The enhancement mechanism of gum Acacia and mannoproteins through hydrogen bonding and the development strategy for taste-masking films

文献类型: 外文期刊

第一作者: Gao, Binghong

作者: Gao, Binghong;Lei, Xingmeng;Qin, Yi;Song, Yuyang;Liu, Yanlin;Huang, Xiaochuan;Rao, Chuanyan;Ye, Dongqing

作者机构:

关键词: Gum Arabic; Mannoproteins; Bitter inhibition; Oral film

期刊名称:FOOD HYDROCOLLOIDS ( 影响因子:12.4; 五年影响因子:13.3 )

ISSN: 0268-005X

年卷期: 2025 年 164 卷

页码:

收录情况: SCI

摘要: The rigid triple-helix structure of mannoproteins (MPs, 2082) demonstrated limited initial capacity to inhibit bitterness caused by grape seed extract (MOPC). To enhance this inhibition capacity, the current study utilized gum Arabic (GA) to modify the structure of MPs.

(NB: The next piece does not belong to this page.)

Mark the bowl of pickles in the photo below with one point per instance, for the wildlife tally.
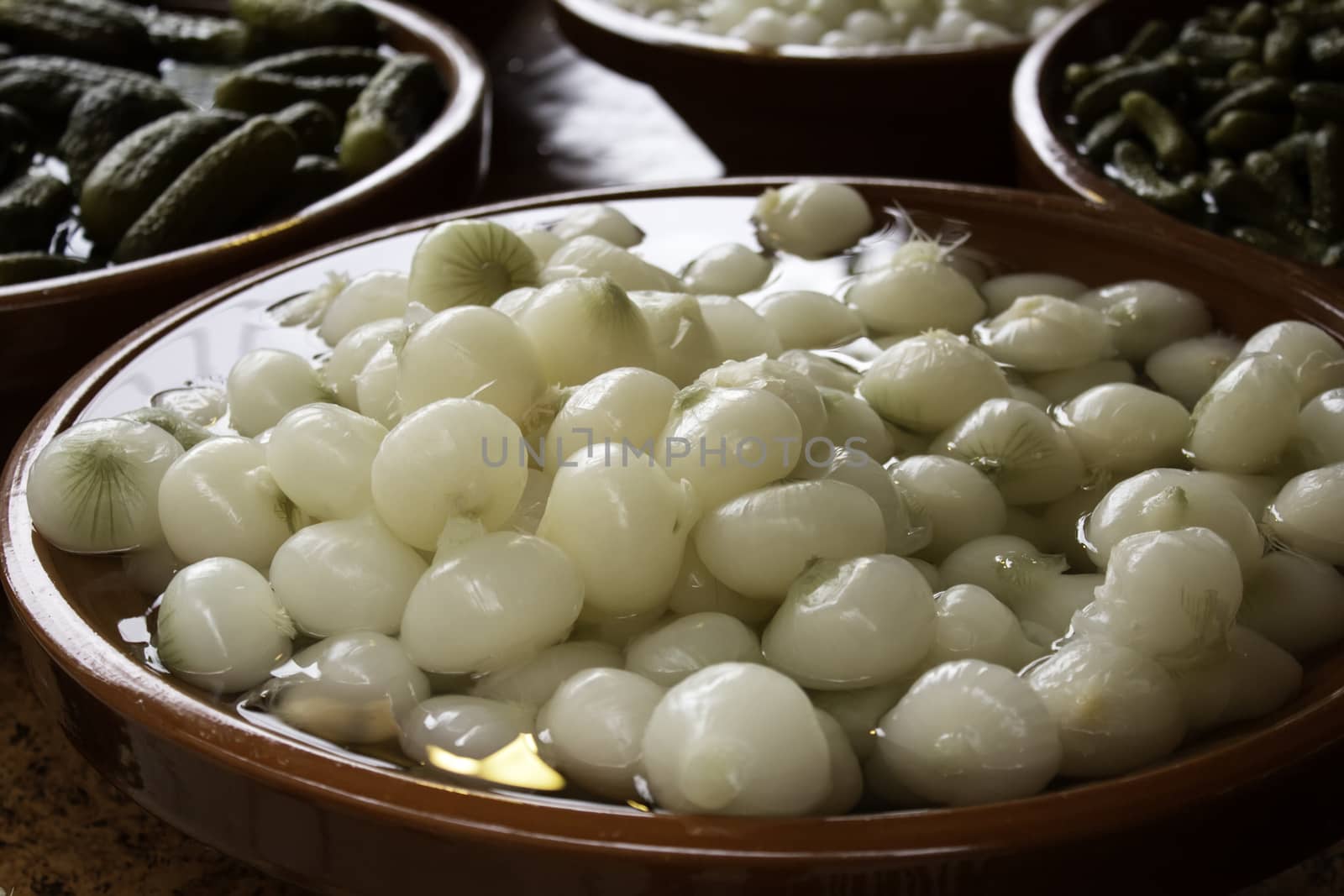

Results from the electronic tongue indicated that the incorporation of GA enhanced the bitterness masking ability of 2082 toward MOPC. Analysis using AFM, zeta potential, SEM, NMR, and other methods showed that the hyperbranched structure of GA facilitated the formation of more intermolecular hydrogen bonds (-OH-it) with 2082, promoting the unfolding of its triple-helix structure to form GA-2082 complexes. These complexes featured a dense polysaccharide shell capable of encapsulating MOPC, which significantly reduced its bitterness. Furthermore, leveraging the encapsulation properties of the GA-2082 complexes, this study selected a polyvinyl alcohol (PVA) matrix to prepare GA-2082-MOPC flavormasking edible films using a one-pot approach. GA-2082 encapsulated MOPC and incorporated it into the PVA network, enhancing the film's transparency, density, antimicrobial properties, mechanical performance, MOPC preservation, and bioavailability. In conclusion, this study presented a strategy for the flavor modification of MOPC, thereby enhancing its edibility.